- Thane, Maharashtra, 400610 India

Information
- School type: Private
- Opened: 1973
- Gender: Co-education
- Language: Marathi and English

= Dr. V. N. Bedekar Institute of Management Studies =

The Dr. V. N. Bedekar Institute of Management Studies (BRIMS) is a school of management and finance in Thane, India. It is part of VPM Institutes.

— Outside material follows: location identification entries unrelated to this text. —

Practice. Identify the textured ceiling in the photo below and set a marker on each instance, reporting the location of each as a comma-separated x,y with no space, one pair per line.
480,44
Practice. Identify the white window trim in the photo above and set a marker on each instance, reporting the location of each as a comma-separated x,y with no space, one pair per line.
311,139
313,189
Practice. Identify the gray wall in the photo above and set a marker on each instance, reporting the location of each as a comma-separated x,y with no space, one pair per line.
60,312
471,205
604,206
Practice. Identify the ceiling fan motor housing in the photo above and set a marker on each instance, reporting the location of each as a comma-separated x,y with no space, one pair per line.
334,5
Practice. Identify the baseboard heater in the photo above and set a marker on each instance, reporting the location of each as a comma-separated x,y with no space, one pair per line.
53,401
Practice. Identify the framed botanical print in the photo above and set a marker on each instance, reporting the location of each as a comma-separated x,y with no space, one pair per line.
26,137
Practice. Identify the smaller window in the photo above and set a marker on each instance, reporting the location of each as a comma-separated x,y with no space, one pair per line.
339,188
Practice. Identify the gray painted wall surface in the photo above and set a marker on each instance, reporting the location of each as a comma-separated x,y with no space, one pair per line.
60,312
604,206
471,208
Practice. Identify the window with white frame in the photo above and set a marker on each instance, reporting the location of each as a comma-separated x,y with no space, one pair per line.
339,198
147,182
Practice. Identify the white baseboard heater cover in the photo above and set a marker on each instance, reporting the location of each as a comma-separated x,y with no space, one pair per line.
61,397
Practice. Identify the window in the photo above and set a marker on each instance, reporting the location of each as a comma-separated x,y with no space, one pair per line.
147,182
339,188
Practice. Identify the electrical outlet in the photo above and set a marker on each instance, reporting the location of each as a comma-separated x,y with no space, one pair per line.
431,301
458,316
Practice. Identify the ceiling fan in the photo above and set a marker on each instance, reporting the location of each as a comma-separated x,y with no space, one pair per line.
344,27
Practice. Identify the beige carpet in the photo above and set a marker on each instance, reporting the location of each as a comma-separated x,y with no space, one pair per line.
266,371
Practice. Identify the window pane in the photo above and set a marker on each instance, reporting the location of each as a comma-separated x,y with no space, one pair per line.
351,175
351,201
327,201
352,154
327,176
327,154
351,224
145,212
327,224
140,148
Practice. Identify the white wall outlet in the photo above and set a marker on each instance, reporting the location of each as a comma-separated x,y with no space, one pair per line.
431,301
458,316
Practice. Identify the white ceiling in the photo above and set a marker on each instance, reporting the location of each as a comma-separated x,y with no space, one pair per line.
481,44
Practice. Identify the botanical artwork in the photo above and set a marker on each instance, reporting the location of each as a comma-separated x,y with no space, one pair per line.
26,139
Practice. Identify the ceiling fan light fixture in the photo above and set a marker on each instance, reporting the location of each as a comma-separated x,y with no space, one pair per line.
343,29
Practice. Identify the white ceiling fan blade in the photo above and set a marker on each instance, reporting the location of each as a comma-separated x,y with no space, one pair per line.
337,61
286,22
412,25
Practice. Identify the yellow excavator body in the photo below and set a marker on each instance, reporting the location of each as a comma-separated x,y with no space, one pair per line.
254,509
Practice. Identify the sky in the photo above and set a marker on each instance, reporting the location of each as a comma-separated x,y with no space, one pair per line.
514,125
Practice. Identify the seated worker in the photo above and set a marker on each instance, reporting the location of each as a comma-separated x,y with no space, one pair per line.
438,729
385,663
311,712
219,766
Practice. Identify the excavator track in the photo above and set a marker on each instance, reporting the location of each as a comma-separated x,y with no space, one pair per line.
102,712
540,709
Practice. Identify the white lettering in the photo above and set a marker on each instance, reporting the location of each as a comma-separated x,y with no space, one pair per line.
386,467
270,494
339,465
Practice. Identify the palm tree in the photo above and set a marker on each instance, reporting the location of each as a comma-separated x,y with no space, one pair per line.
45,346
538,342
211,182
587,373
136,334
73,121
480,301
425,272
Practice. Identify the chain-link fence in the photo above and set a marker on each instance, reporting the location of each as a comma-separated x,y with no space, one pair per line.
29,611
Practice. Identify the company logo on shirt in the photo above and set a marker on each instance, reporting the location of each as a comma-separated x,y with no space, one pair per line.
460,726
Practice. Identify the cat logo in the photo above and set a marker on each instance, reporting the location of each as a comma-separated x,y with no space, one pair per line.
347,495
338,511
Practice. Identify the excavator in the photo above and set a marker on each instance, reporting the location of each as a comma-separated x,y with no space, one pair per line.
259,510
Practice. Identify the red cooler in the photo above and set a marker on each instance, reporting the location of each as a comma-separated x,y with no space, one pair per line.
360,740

BRIMS was established on 3 July 1973. It was then named as Department of Management Studies.

==Academics==
Courses offered:
- Master in Management Studies (MMS)
- P. G. Diploma in Management (PGDM)

Autonomous courses:
- EpMBA – (Pharma / General )
- Certificate Programmes - Retail Mgmt; Foreign Trade,
- Banking Insurance, Tax Mgmt; Supply Chain & Logistic
- Language Courses - German, French, Japanese, Chinese, Spanish

== Infrastructure ==
The BRIMS campus is spread over 13.5 acre of land.

=== Library ===
The Library holds a collection of books, research reports, magazines, journals and periodicals. As of 2021 it was stocked with 14,342 books with subscriptions to 9,000 e-books, 23 national and 6 international journals along with 31 e-journals and 10 newspapers. The library provides database search facilities, including to the ProQuest, J-Gate and CRISIL databases.

=== Auditorium ===
Thorale Bajirao Peshwe Sabhagruha has a seating capacity of 300. Panini Sabha Gruha hall is designed in a theatre style with tiered seating arrangement which can accommodate up to 200 students.

=== Recreation ===
Recreation facility includes well maintained, multicuisine canteen, boys and girls common room and sports facilities like carrom, table-tennis, badminton, chess and cricket.